In Amerika geven rechtse politici bijvoorbeeld hardhandig af op mensen die gebruik maken van “welfare” (het sociale vangnet, uitkeringen). Veel Amerikanen zullen bij een stereotypische “uitkeringstrekker” aan een zwart persoon denken. Door gebruik te maken van deze associaties weten politici beleid dat eigenlijk anti-zwart (en dus racistisch) is te verhullen door ras of kleur niet expliciet te benoemen. En dat terwijl de associatie genoeg is om xenofobe en racistische kiezers te bedienen. In Nederland kan je denken aan Dijkhoff die pleitte voor zwaardere straffen in probleemwijken. Of aan Forum die een zogenaamd wetenschappelijk legitieme vraag aan het licht bracht, waardoor het opeens weer over ras ging in de Nederlandse politiek.

Het lastige aan dog-whistling is dat het per definitie ambigu is. Voor iemand die van dog-whistling beschuldigd wordt is het strategisch juist heel logisch te ontkennen.
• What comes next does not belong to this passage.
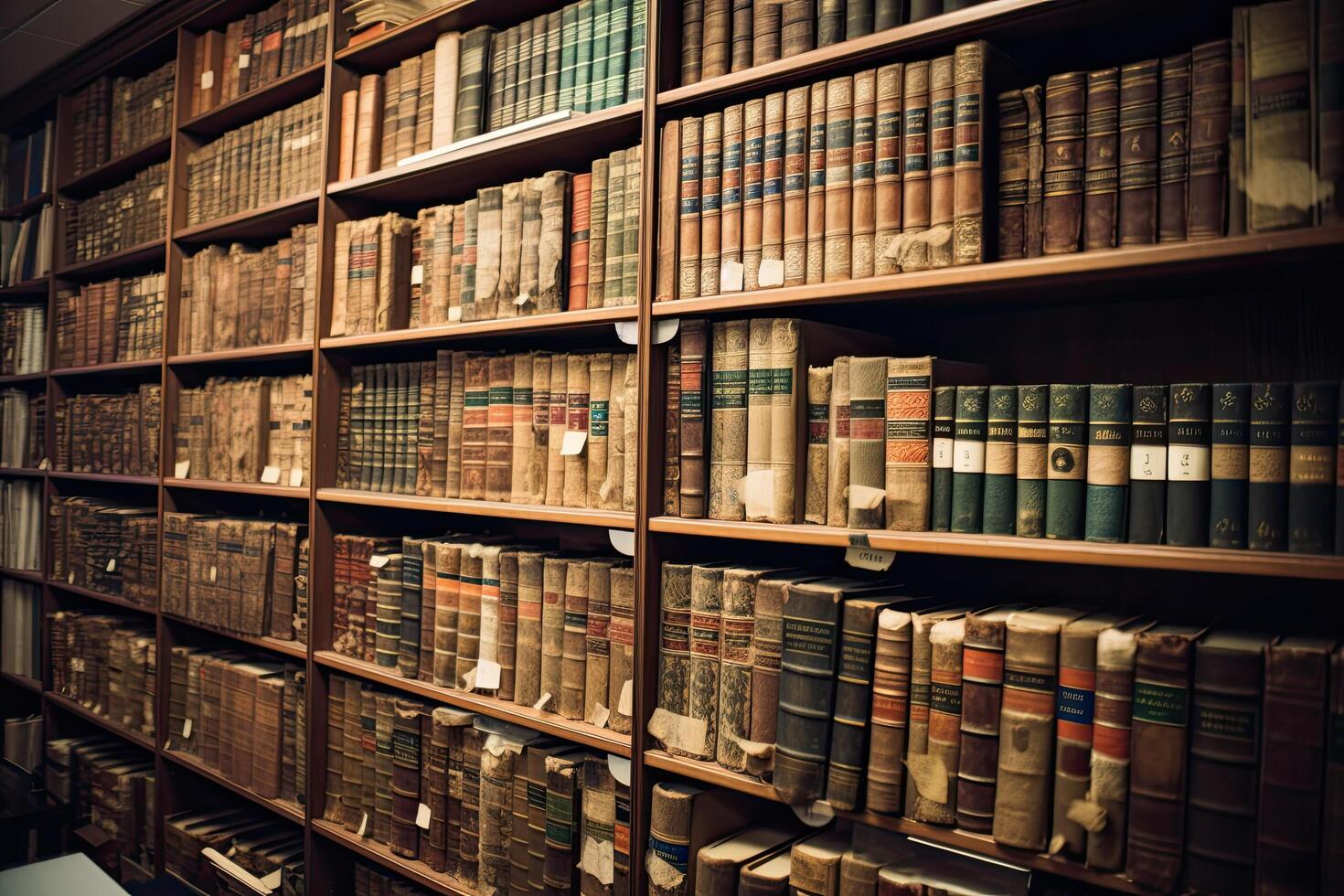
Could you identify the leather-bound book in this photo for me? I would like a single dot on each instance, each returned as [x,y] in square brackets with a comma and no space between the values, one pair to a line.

Om erachter te komen of iemand aan dog-whistling doet moet je dus naar het bredere plaatje kijken. We weten dat de VVD Dijkhoff af en toe op PVV-corvee zet. Hierbij moet hij proberen de typische PVV-kiezer terug te krijgen bij de VVD. Binnen die context is het dus logisch dat hij uitspraken doet die verhuld racistisch zijn. En ja, als je als politicus alt-right memes van jezelf retweet, boeken opdraagt aan extremistische fora, en wel vaker dubieuze uitspraken doet over homeopathische verdunning of over vrouwen die overheerst willen worden, dan kan je wel roepen dat je niks met alt-right hebt, maar daar trappen dan zelfs je vrienden bij Front National niet meer in.